Um simples pastor de ovelhas adolescente ser chamado para cantar para o rei.
Um garoto de 17 anos vencer um urso e um leão.
Um garoto derrotar um gigante amedrontador.
II. Pensamento consciente
“Os mecanismos e as operações servem para criar categorias de pensamento. As categorias do pensamento objetivo são: objeto, tempo, espaço, causalidade, número” (PAÍN, 1996, p. 54).
1. Conhecimento
1.1 Categorias
Objeto
Derrotar o filisteu, confiando no poder de Deus. Davi sabia o que queria.
Tempo
Davi rejeitou a armadura real, que atrapalhava sua movimentação, o que o faria perder tempo e o foco, e foi ágil no uso da funda. Percebeu exatamente o momento de lançar a pedra.
Espaço
Davi calculou exatamente uma distância segura para evitar risco desnecessário e, ao mesmo tempo, acertar o alvo – a testa do gigante.
Causalidade
Davi não se conduziu impulsivamente. Sabia por que estava lá: tinha consciência de que não poderia permitir que aquele filisteu afrontasse a honra de Deus. Tinha uma percepção global da realidade e só avançou depois de traçar estratégias baseado na hipótese de que sua experiência o ajudaria.
Número
Calculou a possibilidade de erro. Pegou cinco pedras no ribeiro que o separava do inimigo. Acertou na primeira tentativa.
(Imagem: JoCard)
Pudemos ter uma noção dos atos inconscientes e conscientes de Davi, os quais o levaram ao sucesso. Como tudo isso se relaciona com o desejo de aprender?
1. Davi aceitou sua realidade.
2. Davi passou pelos duros processos da aquisição do conhecimento.
3. No momento da demanda, Davi desejou o impossível.
Quando uma criança não sente desejo de aprender, algo está errado. O professor, ao contar histórias como as de Davi, pode mostrar a ela que é possível atingir o impossível (aprender), se ela desejar realmente, como Davi desejou. Isso não precisa ser dito explicitamente. A criança acabará inferindo por si mesma. Peça sabedoria "a Deus, que a todos dá liberalmente” (Tiago 1:5, RA).
ATIVIDADES SUGERIDAS
Estas atividades devem ser feitas sem que se explique sua intenção, com a participação de todos os membros da classe, inclusive da(s) criança(s) que se quer(em) recuperar.
1. Dramatização
Dramatizar as partes que mais se encaixam no perfil inseguro da criança. O aspecto da objetividade pode trazer à tona a subjetividade, trazendo seus conflitos à consciência, o que ajudará a criança a lidar com eles.
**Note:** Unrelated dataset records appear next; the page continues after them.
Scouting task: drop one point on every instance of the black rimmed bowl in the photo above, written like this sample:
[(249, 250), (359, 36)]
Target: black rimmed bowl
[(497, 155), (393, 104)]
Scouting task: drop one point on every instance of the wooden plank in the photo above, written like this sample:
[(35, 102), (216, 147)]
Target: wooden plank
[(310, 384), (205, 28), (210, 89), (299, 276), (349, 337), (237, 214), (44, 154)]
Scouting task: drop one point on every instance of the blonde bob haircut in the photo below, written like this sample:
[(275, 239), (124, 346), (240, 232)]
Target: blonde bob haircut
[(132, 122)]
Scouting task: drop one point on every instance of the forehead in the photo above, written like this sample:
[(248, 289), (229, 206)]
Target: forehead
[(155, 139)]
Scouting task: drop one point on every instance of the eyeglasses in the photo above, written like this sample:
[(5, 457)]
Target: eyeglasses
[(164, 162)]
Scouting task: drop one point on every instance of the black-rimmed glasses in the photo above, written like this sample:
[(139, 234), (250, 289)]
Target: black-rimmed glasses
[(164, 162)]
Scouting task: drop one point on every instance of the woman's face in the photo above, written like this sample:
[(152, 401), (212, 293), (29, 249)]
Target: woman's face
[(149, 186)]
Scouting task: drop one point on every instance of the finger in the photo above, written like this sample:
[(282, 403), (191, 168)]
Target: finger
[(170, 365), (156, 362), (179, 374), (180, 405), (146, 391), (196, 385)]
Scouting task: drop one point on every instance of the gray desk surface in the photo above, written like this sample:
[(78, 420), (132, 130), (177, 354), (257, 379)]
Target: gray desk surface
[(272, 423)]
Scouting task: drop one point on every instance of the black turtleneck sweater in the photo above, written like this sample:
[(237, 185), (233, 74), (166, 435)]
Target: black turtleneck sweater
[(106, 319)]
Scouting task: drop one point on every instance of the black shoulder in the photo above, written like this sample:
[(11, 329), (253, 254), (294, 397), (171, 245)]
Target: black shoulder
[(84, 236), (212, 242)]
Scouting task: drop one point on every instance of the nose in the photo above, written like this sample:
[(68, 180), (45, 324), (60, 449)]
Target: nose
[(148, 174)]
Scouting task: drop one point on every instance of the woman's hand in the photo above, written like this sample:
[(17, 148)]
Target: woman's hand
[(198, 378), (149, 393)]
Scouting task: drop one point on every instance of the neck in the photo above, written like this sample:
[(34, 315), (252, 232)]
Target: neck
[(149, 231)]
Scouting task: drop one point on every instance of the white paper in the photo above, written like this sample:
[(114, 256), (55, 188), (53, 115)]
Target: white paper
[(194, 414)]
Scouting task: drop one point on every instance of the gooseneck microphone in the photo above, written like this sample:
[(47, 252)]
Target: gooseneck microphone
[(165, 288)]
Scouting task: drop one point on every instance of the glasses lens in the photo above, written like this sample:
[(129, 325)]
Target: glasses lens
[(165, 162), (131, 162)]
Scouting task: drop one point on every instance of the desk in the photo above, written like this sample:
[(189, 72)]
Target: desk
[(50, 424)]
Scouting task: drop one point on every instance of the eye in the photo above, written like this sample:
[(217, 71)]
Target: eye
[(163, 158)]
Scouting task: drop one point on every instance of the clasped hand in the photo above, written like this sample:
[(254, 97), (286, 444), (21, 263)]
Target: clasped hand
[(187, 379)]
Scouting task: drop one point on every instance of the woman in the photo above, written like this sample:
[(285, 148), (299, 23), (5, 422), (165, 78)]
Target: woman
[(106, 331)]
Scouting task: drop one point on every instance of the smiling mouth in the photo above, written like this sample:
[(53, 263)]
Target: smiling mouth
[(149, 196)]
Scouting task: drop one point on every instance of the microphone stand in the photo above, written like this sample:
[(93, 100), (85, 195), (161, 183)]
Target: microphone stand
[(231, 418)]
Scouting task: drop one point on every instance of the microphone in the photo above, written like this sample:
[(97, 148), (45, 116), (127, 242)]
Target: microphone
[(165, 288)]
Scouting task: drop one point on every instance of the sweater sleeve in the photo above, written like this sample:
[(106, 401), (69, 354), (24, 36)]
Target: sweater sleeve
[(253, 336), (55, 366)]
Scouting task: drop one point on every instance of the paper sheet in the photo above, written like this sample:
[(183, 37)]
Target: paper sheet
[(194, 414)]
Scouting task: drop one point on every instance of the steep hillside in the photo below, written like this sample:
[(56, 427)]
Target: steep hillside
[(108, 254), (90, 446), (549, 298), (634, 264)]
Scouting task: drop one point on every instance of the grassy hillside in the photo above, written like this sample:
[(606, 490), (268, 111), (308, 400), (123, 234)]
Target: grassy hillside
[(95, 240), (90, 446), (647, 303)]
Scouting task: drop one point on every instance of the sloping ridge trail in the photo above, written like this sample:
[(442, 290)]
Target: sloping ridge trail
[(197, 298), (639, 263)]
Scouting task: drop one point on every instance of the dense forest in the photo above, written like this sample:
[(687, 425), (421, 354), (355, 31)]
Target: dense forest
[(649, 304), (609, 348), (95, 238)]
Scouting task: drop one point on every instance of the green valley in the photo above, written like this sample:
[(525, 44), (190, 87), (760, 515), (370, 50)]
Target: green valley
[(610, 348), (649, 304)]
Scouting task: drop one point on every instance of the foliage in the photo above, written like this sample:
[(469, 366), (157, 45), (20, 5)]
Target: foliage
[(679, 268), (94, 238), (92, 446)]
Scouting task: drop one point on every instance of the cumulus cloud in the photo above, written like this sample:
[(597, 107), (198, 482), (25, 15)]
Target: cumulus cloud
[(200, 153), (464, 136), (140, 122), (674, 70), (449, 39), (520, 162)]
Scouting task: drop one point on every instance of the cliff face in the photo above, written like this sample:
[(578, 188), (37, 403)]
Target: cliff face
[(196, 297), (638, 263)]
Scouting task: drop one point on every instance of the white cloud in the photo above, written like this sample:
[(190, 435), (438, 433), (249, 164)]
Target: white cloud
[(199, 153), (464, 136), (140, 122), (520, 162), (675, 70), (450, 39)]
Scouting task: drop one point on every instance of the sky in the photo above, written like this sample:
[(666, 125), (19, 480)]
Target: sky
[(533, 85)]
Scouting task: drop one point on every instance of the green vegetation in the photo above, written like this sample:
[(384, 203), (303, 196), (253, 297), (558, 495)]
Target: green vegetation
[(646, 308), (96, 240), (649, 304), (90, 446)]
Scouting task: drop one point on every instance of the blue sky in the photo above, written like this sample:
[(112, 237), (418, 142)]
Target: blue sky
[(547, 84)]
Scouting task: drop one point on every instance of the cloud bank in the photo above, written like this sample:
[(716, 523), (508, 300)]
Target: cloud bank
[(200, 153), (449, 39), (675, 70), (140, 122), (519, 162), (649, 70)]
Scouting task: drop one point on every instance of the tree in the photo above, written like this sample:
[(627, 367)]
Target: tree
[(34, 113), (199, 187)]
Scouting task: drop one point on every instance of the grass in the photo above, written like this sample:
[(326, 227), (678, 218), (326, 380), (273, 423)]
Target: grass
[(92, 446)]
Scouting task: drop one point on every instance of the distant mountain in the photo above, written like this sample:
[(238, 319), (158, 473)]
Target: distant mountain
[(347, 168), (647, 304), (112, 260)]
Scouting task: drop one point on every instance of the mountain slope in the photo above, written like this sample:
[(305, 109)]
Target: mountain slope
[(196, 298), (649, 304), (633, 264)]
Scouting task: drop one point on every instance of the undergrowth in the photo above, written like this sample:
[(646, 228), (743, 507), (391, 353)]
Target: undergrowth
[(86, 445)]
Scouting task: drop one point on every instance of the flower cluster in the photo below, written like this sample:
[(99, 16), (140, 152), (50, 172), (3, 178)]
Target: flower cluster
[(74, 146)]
Depois da dramatização, formar um círculo pedindo que cada criança fale sobre como se sentiu durante o processo. A devolutiva do professor deve ser concisa e sutil, jamais expondo a criança em questão, sempre falando ao grupo.
Tempo da dramatização: 10 ou 15 minutos no máximo.
Tempo da dinâmica: 40 minutos ou mais, para que todos possam falar.
O professor deve fazer anotações referentes às participações, principalmente das crianças com problemas, e depois encaminhá-las para a psicóloga da escola ou psicopedagoga.
2. Desenho
Depois de contar a história, pedir que as crianças façam um desenho daquilo que mais as impressionou. Pedir que elas falem sobre o desenho e expliquem porque aquele aspecto as impressionou. (Valorizar o que cada criança diz, mesmo que seja muito pouco.)
Os detalhes mais significativos devem ser anotados e encaminhados sigilosamente para a psicóloga escolar ou psicopedagoga.
3. História escrita ou recontada
Depois de contar a história, pedir que as crianças a recontem, escrevendo-a. Caso a criança não consiga escrever, pedir que ela se aproxime e conte sua versão só para o professor ouvir.
Os detalhes mais significativos devem ser anotados e encaminhados sigilosamente para a psicóloga escolar ou psicopedagoga.
OUTRAS HISTÓRIAS BÍBLICAS
Outras histórias próprias para esse fim são as de Sansão, José e Daniel. Todas apresentam a aprendizagem e a superação como algo desejável além de situações impossíveis.
Boa sorte e até nosso próximo encontro!
Referência bibliográfica
PAÍN, Sara. Subjetividade/objetividade – relações entre desejo e conhecimento. São Paulo: Cevec, 1996.